Monday, August 7, 2017

A Little Heraldic Something to Hang on the Wall


As the owner of a very nice heraldic tapestry myself (a tapestry version of a portion of the Nine Worthies and Nine Female Worthies taken from an early 15th century fresco at Castello della Manta castle in Italy. We purchased the tapestry while we were in Bruges/Brugge, Belgium, while attending the XXVI International Congress of Genealogical and Heraldic Sciences back in 2004. It's been hanging in our living room ever since), this custom-made tapestry in the Burrell Collection caught my eye.

The accompanying sign included this information:

English, mid-17th century
Silk and metal on silk



The central panel depicts Old Testament story of the pious widow Judith and the Assyrian general Holofernes. Here, she is placing his decapitated head into a sack held by her maid.

The border depicts and number of different animals surrounded by a floriated scrollwork, from a rabbit to lions to a squirrel to a chicken to a wolf to other birds.

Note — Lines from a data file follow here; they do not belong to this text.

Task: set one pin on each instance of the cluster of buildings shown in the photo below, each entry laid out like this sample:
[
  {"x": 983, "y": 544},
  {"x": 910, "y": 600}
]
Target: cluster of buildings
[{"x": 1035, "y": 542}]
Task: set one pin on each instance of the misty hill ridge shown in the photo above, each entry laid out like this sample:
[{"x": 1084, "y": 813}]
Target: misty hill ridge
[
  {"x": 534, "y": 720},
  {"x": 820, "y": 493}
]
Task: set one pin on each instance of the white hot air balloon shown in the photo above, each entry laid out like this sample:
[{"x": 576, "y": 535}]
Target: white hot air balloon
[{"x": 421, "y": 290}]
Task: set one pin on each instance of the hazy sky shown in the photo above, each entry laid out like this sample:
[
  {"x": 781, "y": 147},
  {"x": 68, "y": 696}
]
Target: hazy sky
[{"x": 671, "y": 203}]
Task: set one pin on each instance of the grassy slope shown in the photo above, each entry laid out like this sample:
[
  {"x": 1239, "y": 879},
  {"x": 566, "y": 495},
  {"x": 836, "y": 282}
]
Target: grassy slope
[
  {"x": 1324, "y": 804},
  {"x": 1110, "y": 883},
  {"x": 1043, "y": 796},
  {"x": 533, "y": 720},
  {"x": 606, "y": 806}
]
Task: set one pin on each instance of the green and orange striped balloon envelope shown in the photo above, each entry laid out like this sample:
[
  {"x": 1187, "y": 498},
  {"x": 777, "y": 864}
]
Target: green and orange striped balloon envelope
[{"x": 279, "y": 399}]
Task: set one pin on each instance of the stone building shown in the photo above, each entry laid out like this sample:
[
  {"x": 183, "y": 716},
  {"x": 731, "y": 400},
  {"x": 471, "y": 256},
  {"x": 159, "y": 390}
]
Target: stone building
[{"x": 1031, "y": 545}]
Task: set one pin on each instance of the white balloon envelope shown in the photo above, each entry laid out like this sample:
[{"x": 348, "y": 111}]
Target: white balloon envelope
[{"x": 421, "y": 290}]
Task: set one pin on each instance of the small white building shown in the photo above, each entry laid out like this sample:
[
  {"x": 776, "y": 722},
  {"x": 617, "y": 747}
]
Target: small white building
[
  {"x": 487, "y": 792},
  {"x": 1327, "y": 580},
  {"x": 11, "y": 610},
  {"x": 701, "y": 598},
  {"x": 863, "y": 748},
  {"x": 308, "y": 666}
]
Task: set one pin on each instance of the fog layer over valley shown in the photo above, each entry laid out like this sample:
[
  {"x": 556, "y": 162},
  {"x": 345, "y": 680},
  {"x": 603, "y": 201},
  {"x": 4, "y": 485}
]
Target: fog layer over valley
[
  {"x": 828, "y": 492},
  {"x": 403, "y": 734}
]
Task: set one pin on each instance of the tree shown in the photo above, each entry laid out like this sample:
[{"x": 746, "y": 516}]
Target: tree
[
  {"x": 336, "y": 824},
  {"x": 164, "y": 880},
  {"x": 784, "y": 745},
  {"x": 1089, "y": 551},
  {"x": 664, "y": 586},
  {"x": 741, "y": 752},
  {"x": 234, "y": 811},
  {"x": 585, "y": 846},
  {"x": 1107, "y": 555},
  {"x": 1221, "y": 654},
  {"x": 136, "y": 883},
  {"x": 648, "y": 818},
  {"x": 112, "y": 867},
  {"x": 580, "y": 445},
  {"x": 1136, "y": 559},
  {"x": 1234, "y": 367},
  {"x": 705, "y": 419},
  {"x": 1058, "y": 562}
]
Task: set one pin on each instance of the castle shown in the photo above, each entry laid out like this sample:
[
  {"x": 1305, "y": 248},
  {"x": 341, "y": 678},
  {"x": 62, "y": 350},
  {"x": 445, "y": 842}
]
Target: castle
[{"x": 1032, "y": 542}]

The accompanying informational poster tells us that the tapestry was made for Luke Lloyd (1608-95) and his wife, Katherine Whitney (1610-1701). Most of panels like this one were intended for large, wealthy houses, but this one belonged to Lloyd, a Puritan who served as a Captain in the Parliamentary forces during the [English] Civil War, and was Sheriff of Flintshire in 1648. He lived with his family in a timber and brick farmhouse known as the Bryn. His wife was from a Royalist family living in Acton, Cheshire.

Once again, though, what really caught my eye was the impaled coat of arms at the top center of the work.


I have been unable to find these Lloyd and Whitney arms in Burke's General Armory. Nor did I find these Lloyd arms in the Dictionary of British Arms.

In the Dictionary of British Arms, Vol. 3, I did find the following for the Whitney arms:

Richard Weteley/Whetely: Argent on a chief gules three garbs argent. (Though much of the silk thread has rotted away over the centuries, there does seem to be a little bit of red color remaining around the edges of the garbs.)

I did not find this Lloyd crest in Fairbairn’s Crests. (The majority of Lloyd crests were Demi-lions erect.) The closest to this crest (which appears to be atop a mount a boar statant pierced by a spear bendwise sinister), but none of which is an exact match, is attributed to Bacon.

Fairbairn’s Crests assigns the crest over the Whitney arms, A stag’s head holding in the mouth a serpent, to “Borthwick, Cart, Caw, *Finlayson, Tipper, Wigton.”

So the arms and crests are still a bit of a mystery, insofar as a confirmed identification goes, but still, what a wonderful piece of work, and how well it has survived over the last several centuries!